Rechtbank Midden-Nederland

Datum uitspraak
23 mei 2023
Publicatiedatum
30 mei 2023
Zaaknummer
16-189466-19
Instantie
Rechtbank Midden-Nederland
Type
Uitspraak
Rechtsgebied
Strafrecht
Procedures
  • Eerste aanleg - meervoudig
Vindplaatsen
  • Rechtspraak.nl
AI samenvatting door LexboostAutomatisch gegenereerd

Ontnemingsvonnis inzake wederrechtelijk verkregen voordeel door het verlenen van onderdak aan slachtoffers

Op 23 mei 2023 heeft de Rechtbank Midden-Nederland een ontnemingsvonnis uitgesproken in de zaak tegen een veroordeelde die gedurende drie dagen onderdak heeft verleend aan drie slachtoffers die wederrechtelijk in Nederland verbleven. De rechtbank heeft vastgesteld dat de veroordeelde een wederrechtelijk verkregen voordeel heeft behaald door huur te ontvangen van de slachtoffers voor hun verblijf in zijn woning.
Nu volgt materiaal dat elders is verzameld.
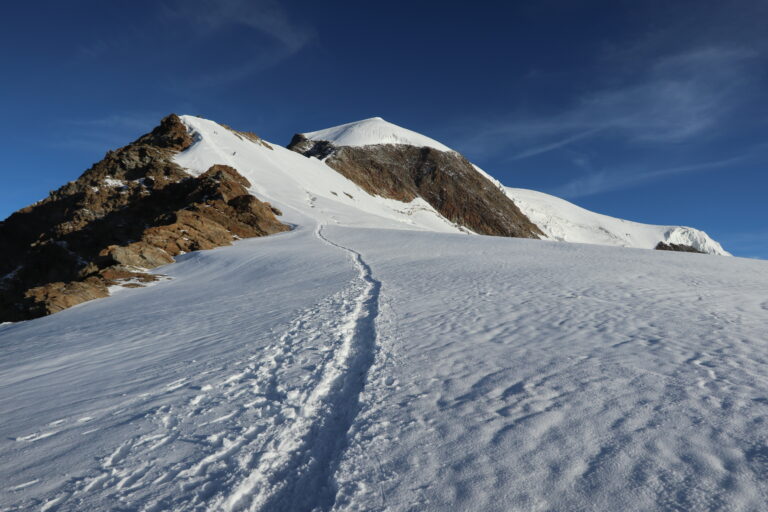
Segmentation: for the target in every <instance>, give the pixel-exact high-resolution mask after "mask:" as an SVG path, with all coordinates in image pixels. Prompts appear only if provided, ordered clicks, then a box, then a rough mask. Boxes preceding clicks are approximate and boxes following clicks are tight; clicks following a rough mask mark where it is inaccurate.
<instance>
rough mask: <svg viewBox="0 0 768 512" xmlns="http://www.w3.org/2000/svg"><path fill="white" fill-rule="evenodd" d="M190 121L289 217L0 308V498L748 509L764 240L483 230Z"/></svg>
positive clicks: (391, 506) (179, 162)
mask: <svg viewBox="0 0 768 512" xmlns="http://www.w3.org/2000/svg"><path fill="white" fill-rule="evenodd" d="M183 119H184V122H185V123H186V124H187V125H188V126H189V128H190V130H192V131H193V132H194V133H195V134H196V135H197V142H196V144H195V145H194V146H193V147H191V148H189V149H188V150H186V151H185V152H183V153H181V154H179V155H178V156H177V157H176V161H177V162H178V163H179V164H180V165H182V166H184V167H185V168H186V169H188V170H189V171H190V172H192V173H193V174H194V173H200V172H202V171H203V170H205V169H206V168H207V167H208V166H210V165H211V164H212V163H222V164H227V165H232V166H233V167H235V168H237V169H238V170H239V171H240V172H241V173H243V175H244V176H246V177H247V178H248V179H249V180H250V181H251V183H252V184H253V187H252V190H251V191H252V192H253V193H254V194H255V195H257V197H259V198H260V199H264V200H268V201H270V202H271V203H272V204H275V205H276V206H278V207H279V208H281V209H282V210H283V212H284V217H283V219H284V220H285V221H286V222H289V223H291V224H292V225H293V226H294V229H293V230H292V231H290V232H287V233H282V234H278V235H273V236H269V237H264V238H256V239H248V240H242V241H238V242H237V243H235V244H234V245H233V246H231V247H222V248H218V249H214V250H210V251H202V252H194V253H189V254H185V255H183V256H181V257H179V258H177V260H178V261H177V263H174V264H171V265H168V266H165V267H161V268H158V269H156V270H154V271H153V272H155V273H158V274H162V275H164V276H166V279H163V280H161V281H158V282H157V283H155V284H154V285H153V286H151V287H148V288H141V289H124V290H121V291H120V292H119V293H116V294H115V295H114V296H112V297H109V298H106V299H99V300H95V301H91V302H87V303H83V304H80V305H78V306H76V307H73V308H71V309H68V310H65V311H63V312H61V313H58V314H55V315H52V316H48V317H45V318H40V319H36V320H33V321H27V322H19V323H15V324H5V325H0V347H1V350H2V352H1V353H2V354H3V357H2V358H0V390H1V391H0V417H2V418H3V421H2V423H0V482H3V484H2V491H1V492H0V510H3V511H6V510H7V511H11V510H46V511H51V510H61V511H67V510H141V511H152V510H174V511H189V510H200V511H203V510H210V511H245V510H261V511H267V510H269V511H301V510H305V511H313V510H314V511H318V510H334V511H341V510H372V511H374V510H381V511H384V510H403V511H405V510H427V511H429V510H433V511H438V510H477V511H495V510H498V511H509V510H574V511H577V510H598V511H615V510H637V511H641V510H643V511H645V510H658V511H668V510H744V511H752V510H754V511H758V510H762V509H763V508H764V505H765V501H766V495H768V483H766V482H767V481H768V479H766V475H768V444H767V442H766V440H767V439H768V423H767V422H766V418H768V372H766V363H768V339H767V338H766V336H765V332H766V330H765V327H766V322H767V321H768V272H766V263H765V262H763V261H756V260H747V259H742V258H716V257H707V256H702V255H698V254H686V253H666V252H662V251H650V250H644V249H636V248H623V247H610V246H601V245H592V244H579V243H573V244H569V243H551V242H542V241H538V240H527V239H513V238H499V237H482V236H472V235H471V234H468V233H466V231H462V230H461V229H460V228H459V227H457V226H454V225H452V224H451V223H449V222H447V221H446V220H445V219H443V218H442V217H441V216H439V214H437V213H436V212H435V211H434V210H433V209H432V208H431V207H429V205H426V204H418V203H417V204H413V203H400V202H398V201H393V200H388V199H383V198H380V197H376V196H370V195H368V194H366V193H365V192H364V191H362V190H361V189H359V188H358V187H356V185H354V183H352V182H350V181H349V180H346V179H345V178H343V177H342V176H340V175H339V174H338V173H335V172H334V171H333V170H332V169H330V168H328V167H327V166H325V165H324V164H323V163H322V162H321V161H320V160H317V159H313V158H305V157H303V156H301V155H299V154H296V153H293V152H291V151H288V150H286V149H284V148H280V147H278V146H269V145H268V144H257V143H253V142H252V141H246V140H243V138H242V137H239V136H238V135H237V134H236V133H235V132H232V131H230V130H227V129H225V128H223V127H221V126H220V125H218V124H216V123H213V122H212V121H206V120H201V119H199V118H192V117H189V116H184V117H183Z"/></svg>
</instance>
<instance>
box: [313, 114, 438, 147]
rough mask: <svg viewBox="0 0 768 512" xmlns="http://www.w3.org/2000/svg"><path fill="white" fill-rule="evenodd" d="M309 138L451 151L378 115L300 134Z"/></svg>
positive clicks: (329, 140) (334, 143) (426, 136)
mask: <svg viewBox="0 0 768 512" xmlns="http://www.w3.org/2000/svg"><path fill="white" fill-rule="evenodd" d="M302 135H304V136H305V137H306V138H308V139H309V140H317V141H321V140H324V141H328V142H330V143H332V144H333V145H334V146H370V145H376V144H408V145H411V146H417V147H429V148H434V149H437V150H439V151H453V150H452V149H451V148H449V147H448V146H446V145H445V144H441V143H440V142H438V141H436V140H435V139H431V138H429V137H427V136H426V135H422V134H420V133H417V132H414V131H411V130H409V129H407V128H403V127H401V126H397V125H396V124H392V123H390V122H389V121H385V120H384V119H382V118H380V117H371V118H370V119H363V120H362V121H355V122H353V123H346V124H342V125H339V126H334V127H332V128H326V129H325V130H318V131H316V132H308V133H304V134H302Z"/></svg>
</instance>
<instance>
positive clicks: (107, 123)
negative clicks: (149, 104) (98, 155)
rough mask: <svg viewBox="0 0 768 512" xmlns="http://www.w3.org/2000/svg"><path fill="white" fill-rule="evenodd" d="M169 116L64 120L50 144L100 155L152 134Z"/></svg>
mask: <svg viewBox="0 0 768 512" xmlns="http://www.w3.org/2000/svg"><path fill="white" fill-rule="evenodd" d="M167 114H168V113H167V112H166V113H159V112H132V113H123V114H112V115H108V116H104V117H95V118H91V119H62V120H61V121H60V122H59V123H58V126H56V127H55V130H54V131H53V134H52V135H51V137H50V138H49V140H48V145H49V146H50V147H53V148H57V149H66V150H76V151H87V152H92V153H94V154H98V153H99V152H103V151H107V150H110V149H115V148H117V147H120V146H123V145H125V144H128V143H129V142H130V141H132V140H134V139H135V138H137V137H138V136H139V135H141V134H144V133H147V132H149V131H150V130H151V129H152V128H153V127H154V126H157V124H158V123H159V121H160V119H161V118H162V117H163V116H164V115H167Z"/></svg>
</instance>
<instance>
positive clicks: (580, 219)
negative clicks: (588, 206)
mask: <svg viewBox="0 0 768 512" xmlns="http://www.w3.org/2000/svg"><path fill="white" fill-rule="evenodd" d="M303 135H304V136H305V137H307V138H308V139H311V140H316V141H321V140H323V141H329V142H331V143H333V144H334V145H335V146H366V145H375V144H409V145H412V146H418V147H432V148H435V149H438V150H440V151H452V150H451V149H450V148H448V147H447V146H445V145H443V144H441V143H439V142H437V141H435V140H433V139H430V138H429V137H426V136H424V135H421V134H419V133H416V132H413V131H411V130H407V129H405V128H402V127H400V126H397V125H394V124H392V123H389V122H387V121H385V120H383V119H382V118H380V117H373V118H370V119H365V120H362V121H357V122H353V123H347V124H343V125H340V126H335V127H332V128H328V129H325V130H319V131H316V132H309V133H305V134H303ZM475 169H476V170H477V171H478V172H480V173H481V174H482V175H483V176H485V177H486V178H488V179H490V180H491V181H492V182H493V183H495V184H496V185H497V186H498V187H499V188H500V189H501V190H502V191H503V192H504V193H505V194H506V195H507V196H508V197H509V198H510V199H512V201H514V203H515V204H516V205H517V206H518V207H519V208H520V210H521V211H522V212H523V213H524V214H525V215H526V216H527V217H528V218H529V219H531V221H533V223H534V224H536V225H537V226H538V227H539V229H541V230H542V231H543V232H544V233H545V234H546V236H547V237H548V238H549V239H551V240H556V241H561V242H575V243H587V244H598V245H614V246H619V247H635V248H641V249H654V248H655V247H656V245H657V244H658V243H659V242H661V241H663V242H665V243H669V244H683V245H689V246H691V247H694V248H695V249H698V250H700V251H702V252H705V253H708V254H717V255H722V256H729V255H730V253H728V252H727V251H725V250H724V249H723V248H722V246H721V245H720V244H719V243H717V242H716V241H715V240H713V239H712V238H710V237H709V235H707V234H706V233H704V232H703V231H701V230H698V229H694V228H689V227H684V226H655V225H651V224H642V223H639V222H632V221H628V220H623V219H617V218H615V217H609V216H607V215H601V214H599V213H595V212H591V211H589V210H586V209H584V208H581V207H579V206H576V205H575V204H572V203H570V202H568V201H565V200H564V199H560V198H558V197H555V196H551V195H548V194H544V193H542V192H536V191H533V190H526V189H519V188H511V187H505V186H503V185H502V184H501V183H500V182H499V181H498V180H496V179H495V178H493V177H492V176H491V175H489V174H488V173H486V172H485V171H483V170H482V169H480V168H479V167H477V166H475Z"/></svg>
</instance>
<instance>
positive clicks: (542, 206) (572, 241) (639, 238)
mask: <svg viewBox="0 0 768 512" xmlns="http://www.w3.org/2000/svg"><path fill="white" fill-rule="evenodd" d="M474 167H475V170H477V172H479V173H480V174H482V175H483V176H485V177H486V178H488V179H489V180H490V181H491V182H492V183H493V184H494V185H496V186H497V187H498V188H499V189H500V190H501V191H502V192H504V193H505V194H506V195H507V197H509V198H510V199H512V201H514V203H515V204H516V205H517V207H518V208H520V211H522V212H523V213H524V214H525V215H526V216H527V217H528V218H529V219H531V221H532V222H533V223H534V224H536V225H537V226H538V227H539V229H541V231H542V232H544V234H545V235H546V236H547V238H549V239H550V240H556V241H560V242H573V243H583V244H597V245H613V246H617V247H634V248H636V249H654V248H655V247H656V245H657V244H658V243H659V242H665V243H668V244H683V245H690V246H691V247H694V248H695V249H698V250H699V251H702V252H704V253H707V254H717V255H720V256H730V255H731V253H729V252H728V251H726V250H725V249H723V247H722V246H721V245H720V244H719V243H718V242H716V241H715V240H713V239H712V238H710V237H709V235H707V234H706V233H705V232H703V231H701V230H699V229H694V228H689V227H685V226H656V225H653V224H642V223H640V222H632V221H629V220H624V219H617V218H616V217H609V216H608V215H602V214H600V213H595V212H592V211H589V210H587V209H585V208H581V207H580V206H576V205H575V204H573V203H570V202H568V201H566V200H565V199H560V198H559V197H555V196H552V195H549V194H545V193H543V192H537V191H535V190H528V189H523V188H512V187H505V186H504V185H502V184H501V182H499V181H498V180H497V179H496V178H494V177H493V176H491V175H490V174H488V173H487V172H485V171H484V170H482V169H481V168H480V167H478V166H476V165H475V166H474Z"/></svg>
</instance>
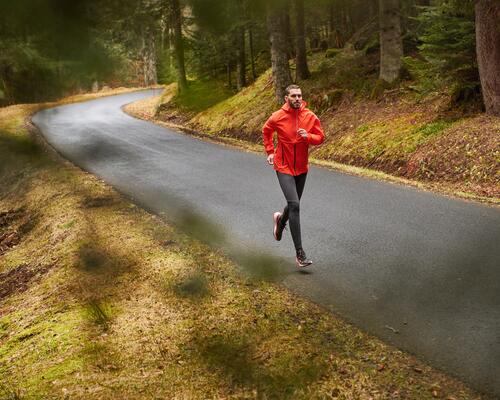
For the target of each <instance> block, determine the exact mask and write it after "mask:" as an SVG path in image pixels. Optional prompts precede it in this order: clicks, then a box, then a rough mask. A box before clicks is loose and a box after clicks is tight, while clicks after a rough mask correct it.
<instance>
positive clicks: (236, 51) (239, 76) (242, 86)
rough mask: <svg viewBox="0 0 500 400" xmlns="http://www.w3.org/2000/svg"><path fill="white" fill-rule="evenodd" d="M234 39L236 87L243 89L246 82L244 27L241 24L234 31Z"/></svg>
mask: <svg viewBox="0 0 500 400" xmlns="http://www.w3.org/2000/svg"><path fill="white" fill-rule="evenodd" d="M236 36H237V37H236V41H237V46H236V48H237V50H236V57H237V66H236V67H237V70H238V76H237V83H236V84H237V87H238V90H241V89H243V88H244V87H245V86H246V84H247V80H246V57H245V28H244V27H243V26H238V28H237V31H236Z"/></svg>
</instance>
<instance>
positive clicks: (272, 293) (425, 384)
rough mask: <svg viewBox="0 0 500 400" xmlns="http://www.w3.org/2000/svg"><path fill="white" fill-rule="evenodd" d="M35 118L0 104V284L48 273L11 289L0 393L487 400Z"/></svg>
mask: <svg viewBox="0 0 500 400" xmlns="http://www.w3.org/2000/svg"><path fill="white" fill-rule="evenodd" d="M37 108H38V107H37V106H22V105H21V106H14V107H8V108H4V109H0V121H1V122H0V137H1V139H2V142H1V146H0V159H1V160H2V164H1V166H2V169H1V170H0V187H1V188H2V190H1V192H0V212H2V213H3V214H2V215H4V216H5V217H4V218H3V219H2V220H1V221H3V222H2V224H1V225H0V234H3V233H4V232H14V231H15V232H17V233H18V234H19V241H18V243H17V244H15V245H10V244H9V245H6V248H5V252H4V253H3V254H2V255H0V274H2V276H6V275H5V274H8V273H10V272H12V271H14V273H18V272H17V271H26V270H28V269H29V270H34V271H43V272H41V273H39V274H33V275H29V276H30V277H29V278H26V279H28V281H27V282H26V285H25V286H23V287H11V286H9V287H8V288H7V290H6V291H4V292H2V293H3V294H2V298H0V377H1V381H0V398H3V399H19V398H20V399H25V398H26V399H59V398H71V399H117V398H123V399H125V398H127V399H131V398H134V399H152V398H162V399H164V398H177V399H197V398H199V399H202V398H203V399H205V398H259V399H266V398H267V399H271V398H296V399H301V398H302V399H314V398H317V399H326V398H337V399H388V398H391V399H431V398H443V399H446V398H448V399H479V398H487V397H486V396H483V397H482V396H481V395H479V394H477V393H474V392H473V391H471V390H470V389H468V388H467V387H466V386H465V385H463V384H462V383H460V382H458V381H457V380H454V379H451V378H449V377H447V376H445V375H444V374H442V373H439V372H437V371H435V370H433V369H431V368H430V367H428V366H426V365H425V364H423V363H422V362H420V361H418V360H416V359H415V358H413V357H411V356H409V355H407V354H404V353H402V352H401V351H399V350H397V349H395V348H392V347H390V346H387V345H384V344H383V343H381V342H380V341H379V340H377V339H374V338H373V337H370V336H369V335H366V334H365V333H363V332H361V331H359V330H358V329H356V328H355V327H353V326H350V325H348V324H346V323H344V322H343V321H342V320H340V319H338V318H336V317H335V316H333V315H331V314H330V313H328V312H325V311H324V310H322V309H321V308H319V307H317V306H316V305H314V304H312V303H310V302H308V301H307V300H304V299H301V298H298V297H297V296H295V295H293V294H291V293H289V292H288V291H287V290H286V289H284V288H282V287H281V286H279V285H277V284H275V283H273V282H270V281H268V280H266V279H262V278H256V277H255V276H252V275H251V274H250V275H249V274H245V273H244V271H242V269H241V268H239V267H237V266H236V265H235V264H233V263H232V262H230V261H229V260H228V259H227V258H226V257H225V256H224V255H223V254H221V253H220V252H219V251H217V250H214V249H211V248H209V247H207V246H206V245H205V244H202V243H200V242H198V241H197V240H195V239H193V238H191V237H190V236H187V235H186V234H184V233H182V232H181V231H180V230H179V229H178V228H174V227H172V226H171V225H168V224H167V223H165V222H164V221H163V220H161V219H160V218H158V217H155V216H153V215H151V214H148V213H146V212H145V211H143V210H141V209H140V208H138V207H136V206H135V205H133V204H131V203H130V202H129V201H127V200H126V199H125V198H123V197H122V196H121V195H119V194H118V193H117V192H115V191H114V190H113V189H111V188H110V187H108V186H107V185H105V184H104V183H103V182H101V181H100V180H98V179H97V178H95V177H94V176H92V175H90V174H87V173H85V172H82V171H81V170H79V169H77V168H75V167H73V166H72V165H71V164H69V163H67V162H63V161H61V160H55V159H54V157H53V156H49V155H47V154H46V151H45V148H44V147H39V146H38V145H37V144H36V143H34V142H33V141H32V138H31V137H30V135H29V134H28V131H27V130H26V128H25V126H24V119H25V118H26V117H27V116H28V115H29V114H30V113H31V112H32V111H33V110H36V109H37ZM5 160H9V161H8V162H6V161H5ZM19 210H22V211H19ZM18 211H19V212H18ZM6 216H9V217H6ZM26 219H29V220H30V221H32V223H31V224H30V225H29V226H28V227H27V228H26V227H25V228H24V229H21V227H22V226H24V222H23V221H25V220H26ZM255 260H259V258H258V257H257V258H252V259H250V261H249V263H250V264H252V263H253V264H255V265H253V264H252V265H247V267H248V268H256V269H258V267H259V265H257V264H258V263H259V262H256V261H255ZM20 266H22V268H19V267H20ZM16 268H18V269H17V270H16ZM26 276H28V275H26ZM3 283H4V282H3V281H0V286H1V285H3Z"/></svg>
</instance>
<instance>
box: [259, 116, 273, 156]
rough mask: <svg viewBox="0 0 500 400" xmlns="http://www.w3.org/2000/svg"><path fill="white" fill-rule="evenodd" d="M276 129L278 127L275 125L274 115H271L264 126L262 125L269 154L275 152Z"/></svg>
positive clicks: (265, 123)
mask: <svg viewBox="0 0 500 400" xmlns="http://www.w3.org/2000/svg"><path fill="white" fill-rule="evenodd" d="M275 130H276V128H275V125H274V120H273V116H272V115H271V116H270V117H269V119H268V120H267V121H266V123H265V124H264V126H263V127H262V136H263V137H264V149H265V150H266V153H267V154H273V153H274V143H273V134H274V131H275Z"/></svg>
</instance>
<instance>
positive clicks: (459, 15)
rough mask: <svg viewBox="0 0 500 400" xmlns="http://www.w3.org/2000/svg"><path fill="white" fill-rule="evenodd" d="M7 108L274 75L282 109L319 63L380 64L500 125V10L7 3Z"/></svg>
mask: <svg viewBox="0 0 500 400" xmlns="http://www.w3.org/2000/svg"><path fill="white" fill-rule="evenodd" d="M0 7H1V8H0V104H2V105H7V104H14V103H20V102H36V101H41V100H48V99H54V98H58V97H61V96H63V95H68V94H73V93H78V92H86V91H90V90H94V91H95V90H98V89H99V88H102V87H103V86H111V87H115V86H131V85H135V86H143V85H144V86H148V85H151V84H156V83H169V82H172V81H178V84H179V86H178V87H179V90H181V91H182V90H187V89H188V85H189V81H193V80H212V81H218V82H221V84H223V85H225V87H226V88H227V89H229V90H231V91H233V92H236V91H238V90H241V89H242V88H243V87H245V86H246V85H248V84H249V83H251V82H253V81H255V80H256V79H257V77H258V76H259V75H260V74H262V73H263V72H264V71H265V70H266V69H268V68H269V67H271V66H272V71H273V82H274V85H275V91H276V96H277V100H280V99H281V98H282V95H283V89H284V87H286V86H287V85H288V84H289V83H291V82H292V81H293V82H297V81H301V80H304V79H308V77H309V76H310V72H309V69H308V58H309V57H310V56H311V55H312V54H313V53H320V52H322V53H324V54H325V57H335V55H336V54H337V52H338V51H339V50H340V49H344V50H345V51H349V50H352V51H363V52H364V53H367V54H368V53H371V54H376V55H377V56H378V57H376V58H373V60H374V63H375V64H376V65H375V67H376V68H378V75H379V78H380V82H379V84H380V85H381V86H382V87H383V88H388V87H391V86H394V85H397V84H398V82H399V81H400V80H401V79H409V78H410V79H415V80H417V78H418V87H417V90H421V91H425V90H429V89H430V88H435V87H436V86H439V85H441V86H442V85H446V86H447V87H449V88H451V90H452V91H453V92H454V98H455V99H456V100H457V101H471V100H472V101H473V100H478V101H480V102H481V101H482V102H483V104H484V106H483V107H484V108H485V110H486V111H487V112H488V113H490V114H494V115H499V114H500V99H499V93H500V78H499V74H498V71H500V30H499V29H498V27H499V25H500V1H498V0H477V1H473V0H353V1H346V0H274V1H263V0H252V1H250V0H136V1H116V0H76V1H72V2H67V1H63V0H38V1H31V0H19V1H16V2H10V1H6V0H3V1H2V4H1V6H0Z"/></svg>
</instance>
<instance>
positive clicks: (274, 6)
mask: <svg viewBox="0 0 500 400" xmlns="http://www.w3.org/2000/svg"><path fill="white" fill-rule="evenodd" d="M287 19H288V8H287V3H286V2H285V1H280V2H276V3H268V5H267V30H268V32H269V40H270V42H271V66H272V74H273V81H274V90H275V94H276V101H277V102H278V103H279V104H282V103H283V101H284V96H285V88H286V87H287V86H288V85H290V84H291V83H292V77H291V75H290V66H289V64H288V38H287Z"/></svg>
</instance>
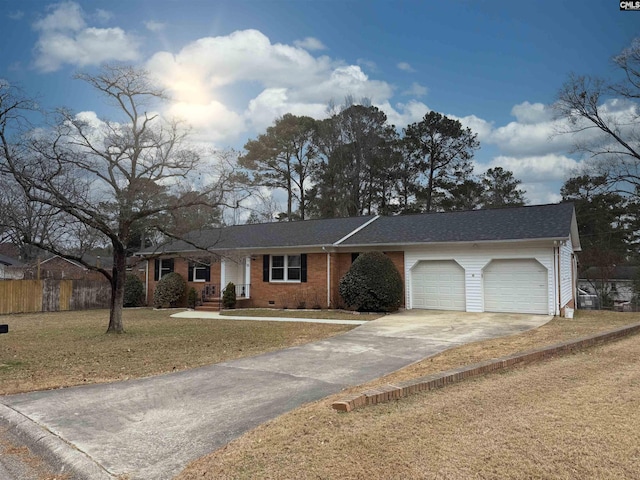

De totale huur die de slachtoffers aan de veroordeelde hebben betaald, is vastgesteld op € 1.320,00. De rechtbank heeft de vordering van de officier van justitie tot ontneming van dit bedrag toegewezen, ondanks het verweer van de verdediging dat de veroordeelde geen geld van de slachtoffers heeft ontvangen. De rechtbank heeft ook geconstateerd dat de redelijke termijn voor de behandeling van de zaak is overschreden, maar heeft dit in de strafoplegging reeds in aanmerking genomen. De op te leggen maatregel is gegrond op artikel 36e van het Wetboek van Strafrecht, en de rechtbank heeft de veroordeelde verplicht tot betaling van het ontnomen bedrag aan de Staat.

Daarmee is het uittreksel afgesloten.